New study finds that cold water corals can survive in extreme conditions – within a submarine canyon
Most people associate corals with sunshine, blue skies and warm seas. In reality more than half of the 5,100 species of coral live in deep and dark parts of the world’s oceans.
The Irish Marine Institute’s deepwater research used a submersible to investigate the Porcupine Bank, a vast submarine canyon at the edge of Ireland’s continental shelf.
The images reveal that corals are thriving at the very edge of the canyon on a near-vertical cliff face. Not only that but the currents here were fast, sometimes more than a metre per second, the highest speed ever recorded in a cold-water coral habitat.

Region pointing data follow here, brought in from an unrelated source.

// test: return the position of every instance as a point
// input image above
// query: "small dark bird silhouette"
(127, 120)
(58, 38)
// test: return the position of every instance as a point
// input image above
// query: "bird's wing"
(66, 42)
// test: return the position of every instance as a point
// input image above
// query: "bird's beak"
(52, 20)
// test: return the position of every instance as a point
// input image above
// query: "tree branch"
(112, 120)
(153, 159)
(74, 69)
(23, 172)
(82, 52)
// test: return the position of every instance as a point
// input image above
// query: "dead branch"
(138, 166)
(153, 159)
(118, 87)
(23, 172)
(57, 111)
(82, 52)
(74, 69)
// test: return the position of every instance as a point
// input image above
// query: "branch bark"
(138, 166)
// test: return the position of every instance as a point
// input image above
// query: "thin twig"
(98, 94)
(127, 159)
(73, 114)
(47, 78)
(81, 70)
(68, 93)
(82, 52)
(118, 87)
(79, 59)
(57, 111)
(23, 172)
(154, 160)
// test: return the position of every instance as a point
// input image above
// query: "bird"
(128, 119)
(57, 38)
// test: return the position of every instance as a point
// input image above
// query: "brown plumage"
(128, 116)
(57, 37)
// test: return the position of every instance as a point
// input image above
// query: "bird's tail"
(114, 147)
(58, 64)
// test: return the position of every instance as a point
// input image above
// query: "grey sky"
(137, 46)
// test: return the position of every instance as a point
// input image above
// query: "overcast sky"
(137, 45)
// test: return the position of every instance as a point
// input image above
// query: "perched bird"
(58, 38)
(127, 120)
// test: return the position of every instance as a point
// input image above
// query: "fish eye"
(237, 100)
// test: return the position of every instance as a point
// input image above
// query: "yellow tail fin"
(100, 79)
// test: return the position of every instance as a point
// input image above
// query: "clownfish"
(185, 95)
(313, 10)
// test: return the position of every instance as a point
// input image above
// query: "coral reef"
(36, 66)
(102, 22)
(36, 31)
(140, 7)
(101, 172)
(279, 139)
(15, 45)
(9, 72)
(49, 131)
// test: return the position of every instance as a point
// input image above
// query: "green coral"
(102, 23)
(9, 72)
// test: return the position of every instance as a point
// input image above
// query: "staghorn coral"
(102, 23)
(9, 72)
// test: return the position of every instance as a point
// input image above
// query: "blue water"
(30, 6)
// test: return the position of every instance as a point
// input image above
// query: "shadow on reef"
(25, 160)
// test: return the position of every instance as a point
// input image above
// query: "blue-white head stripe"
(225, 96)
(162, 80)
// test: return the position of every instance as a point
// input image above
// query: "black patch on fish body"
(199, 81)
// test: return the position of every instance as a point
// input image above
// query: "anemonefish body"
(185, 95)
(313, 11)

These cold-water corals are growing at the very edge of a near-vertical cliff face, in Ireland’s largest submarine canyon some 850m below the surface in very intense conditions – they’re quite literally living on the edgeDr Aaron Lim – University College Cork (UCC) scientist who led the research.
Cold-water corals help to form deep-water reefs and mounds which can range from as little as 10m to more than 100m high. Some coral mounds have existed offshore Ireland for 2.6 million years.
The research was funded by Science Foundation Ireland and Horizon 2020, with co-funding by the Marine Institute and Geological Survey, Ireland.